Inspiration

Healthcare insurance providers and the federal government suffer from enormous amounts of insurance fraud every year. In the year 2017, the US Government spent more than $600 billion on Medicare payments. Out of these, more than $60 billion in payments were later proven to be fraudulent , constituting almost 10% of the entire sum. This leakage of healthcare funds is a severe misallocation of resources that negatively impacts insurance providers, physicians and taypayers. We believe that this issue needs to be addressed urgently.

What it does

Perspicio is a tool that uses Machine Learning to improve the detection of healthcare fraud. Specifically, the algorithm analyzes publically available healthcare payment data to group physicians and healthcare service providers into individual risk groups. This facilitates the detection of fraudulent claims and augments the often opaque claim review process.

How we built it

For the datasets, we downloaded the "General Payment Data" for a certain resporting year using the "Data Explorer Tool" on the Center for Medicare & Medicaid Services (CMS) website. This publically-available dataset tracks all payments made by a certain physician in the given timeframe, including the credentials of the physician, the HCPCS code of the medical procedure provided and the $ amount of the claim. For proof-of-concept, we decided to focus on a dataset of ophthalmology payments in California, given the recent healthcare fraud case involving several prominent ophthalmologists in Southern California. Further, we incorporated the physician's Google Review Score and Yelp Rating into the dataset as additional predictors for a physician's fraud risk.

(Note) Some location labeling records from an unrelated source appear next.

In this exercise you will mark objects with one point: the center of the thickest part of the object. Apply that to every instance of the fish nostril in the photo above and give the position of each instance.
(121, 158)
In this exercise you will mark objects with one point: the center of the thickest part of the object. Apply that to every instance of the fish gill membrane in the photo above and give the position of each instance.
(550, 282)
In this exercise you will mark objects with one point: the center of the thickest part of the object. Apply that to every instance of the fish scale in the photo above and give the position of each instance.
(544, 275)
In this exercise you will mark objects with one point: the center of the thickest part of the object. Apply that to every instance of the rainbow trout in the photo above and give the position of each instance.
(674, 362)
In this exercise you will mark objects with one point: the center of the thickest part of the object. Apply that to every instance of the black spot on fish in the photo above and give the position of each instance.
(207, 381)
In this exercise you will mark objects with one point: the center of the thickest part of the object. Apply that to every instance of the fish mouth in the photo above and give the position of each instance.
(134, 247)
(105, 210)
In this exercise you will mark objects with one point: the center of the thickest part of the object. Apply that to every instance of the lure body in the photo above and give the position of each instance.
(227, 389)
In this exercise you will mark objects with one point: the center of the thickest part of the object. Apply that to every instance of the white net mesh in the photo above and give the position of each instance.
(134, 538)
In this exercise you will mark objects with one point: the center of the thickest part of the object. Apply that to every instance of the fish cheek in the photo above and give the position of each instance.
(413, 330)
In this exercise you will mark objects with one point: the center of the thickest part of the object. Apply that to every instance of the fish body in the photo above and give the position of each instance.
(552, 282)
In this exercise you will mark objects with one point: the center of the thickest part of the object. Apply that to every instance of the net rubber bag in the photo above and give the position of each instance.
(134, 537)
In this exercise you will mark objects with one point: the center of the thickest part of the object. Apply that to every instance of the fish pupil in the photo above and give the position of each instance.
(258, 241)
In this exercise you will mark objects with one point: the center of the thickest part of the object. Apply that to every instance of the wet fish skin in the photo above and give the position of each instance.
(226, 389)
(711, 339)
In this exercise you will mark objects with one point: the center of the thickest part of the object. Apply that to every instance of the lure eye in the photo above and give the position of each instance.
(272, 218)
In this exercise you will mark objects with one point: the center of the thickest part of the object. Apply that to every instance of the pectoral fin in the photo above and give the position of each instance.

The ML algorithms were built via R. We tested both Supervised and Unsupervised Learning for our dataset. For Supervised Learning, we referred to the data on known healthcare fraud offenders provided by California State Board of Optometry Citations and Disciplinary Action website. For Unsupervised Learning, we plotted several predictors against another (e.g. HCPCS code vs. $ amount of claim) to identify possible clusters and indicators for high-risk individuals.

Challenges we ran into

Even though all Medicare payment data is accessible online, finding reliable information on disciplinary misconducts of individual physicians is very complicated. Unlike the data on the CMS website, there is no all-in-one data set and list in detail all disciplinary misconducts by physicians in a given timeframe. So, one would need to find individual datasets for each discipline, which complicates the processes and decreases the operational efficiency. Having a comprehensive dataset on this topic would allow for a better training environment for the ML algorithm, as more suitable and universal predictors can be identified.

Accomplishments that we're proud of

Although we based the ML algorithm on relatively basic and straightforward predictors, the Supervised Learning achieved an accuracy of >90% in grouping known fraud offenders into the "high-risk individual" cluster. This methodology is also immensely scalable, as all Medicare payment data up until 2019 to-date is available on the CMS website. Once established, this tool can be adjusted and transferred to other healthcare providers as well.

What's next for Perspicio

Following the proof-on-concept, we hope to fine-tune the algorithm and achieve an even higher accuracy by incorporating additional training data. Further, we would like to look into suitable predictors for other insurance providers such as Medicaid or private insurance companies. We would appreciate insights from individuals and organizations already involved in the field of healthcare fraud detection & prediction in order to increase the feasibility of Perspicio and expand its accessibility to relevant industry sectors.